The Commission on Jewish Education, under the auspices of the Jewish Federation of Monmouth County and cochaired by Dina Maiben of Temple Shaari Emeth in Manalapan and Ann Gabel of Temple Beth Ahm in Aberdeen, has provided teachers with professional growth opportunities and children with the chance to meet their peers from around the county and in Israel.
The effort is a completely volunteer undertaking. “We are not paid staff; this is all the local principals who get together and create projects,” Maiben said. “When we share our resources, we’re able to do a lot more than if we’re just operating in a vacuum, one synagogue at a time or one school at a time.”
Maiben explained that the group started as a gathering of educators under the federation’s auspices in 2001. “We identified common areas of concern, something that…was an oppressing need for everybody.”
Citing, for example, a shortage of supplementary school teachers, the educators wrote a grant proposal to the federation to create a recruitment and training program known as LIMUD (“study” in Hebrew), or “Learning Institute of Monmouth United Denominations,” Maiben said.
The program brought in speakers, local rabbis, and the educators of the participating congregations; the course ran three times with over 40 teachers taking part. “Everybody then was able to tap new graduates to teach,” Maiben said.
From that and from a strategic plan undertaken by the Monmouth federation in 2005 came the CJE, Maiben said.
The CJE has offered in-service training for day and supplementary school teachers as well as ongoing education programs for principals dealing with such topics as peanut allergies, legal issues, and security.
“We work well together,” said Gabel, explaining that she is able to represent the concerns of Conservative synagogues; Maiben’s congregation is Reform. “It’s really nice to branch out and get to know the rest of the community,” Gabel said.
The CJE has also reached across the ocean — to the Arad/Tamar region of Israel, the federation’s Partnership 2000 community. After teenage trips to Israel “came to a screeching halt” after the second Intifada in 2000, Maiben said, “since we couldn’t get them to go to Israel, we would do something to bring Israel to them.”
“Over the years we have had literally hundreds of our kids meet teenagers from Israel,” Maiben said. The Arad teens visit the county during Hanukka with the support of federation, synagogues, and host families; they speak at area synagogues and public and day schools.
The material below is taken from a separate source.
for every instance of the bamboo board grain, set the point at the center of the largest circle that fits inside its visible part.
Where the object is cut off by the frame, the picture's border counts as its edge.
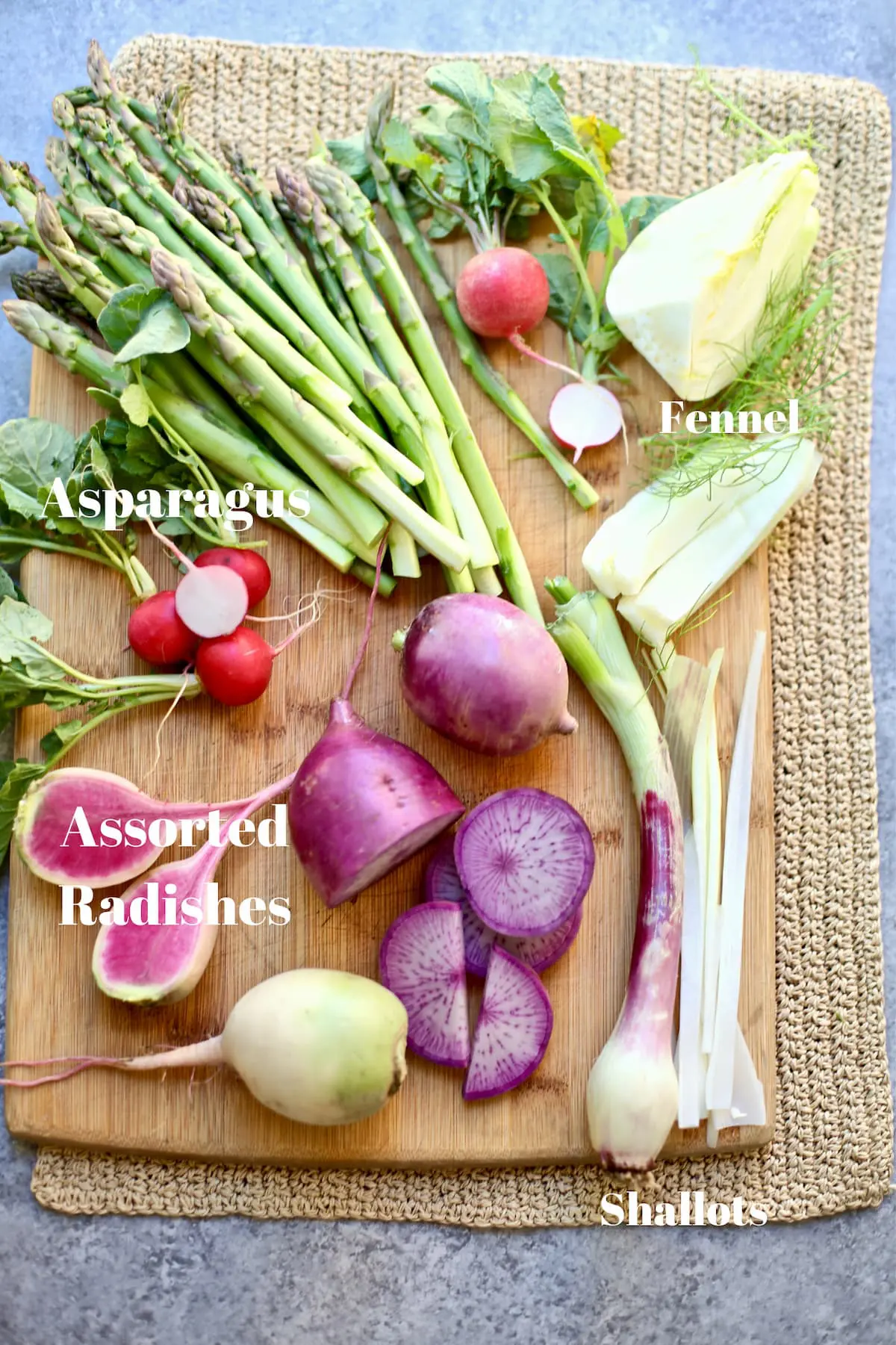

The CJE also runs informal programs bringing together children from different synagogues. “They see that there’s a bigger community out there,” Gabel said.
Looking ahead, the CJE has sent out a survey to its members and is awaiting the results.
“We’re also looking at possibly doing some larger community-wide programming,” such as a joint holiday program, said Maiben, and the group is working with the Jewish Heritage Museum of Monmouth County in Freehold as an event venue.
The CJE is also working to expand its Arad exchange program to arrange joint programming among the NJ and Israeli schools, such as having students communicate with pen-pals electronically through e-mail, Skype, or video conferencing.
“When they meet for the first time they will be meeting old friends,” Maiben said. “We want to build a strong, strong connection to Israel for our kids.”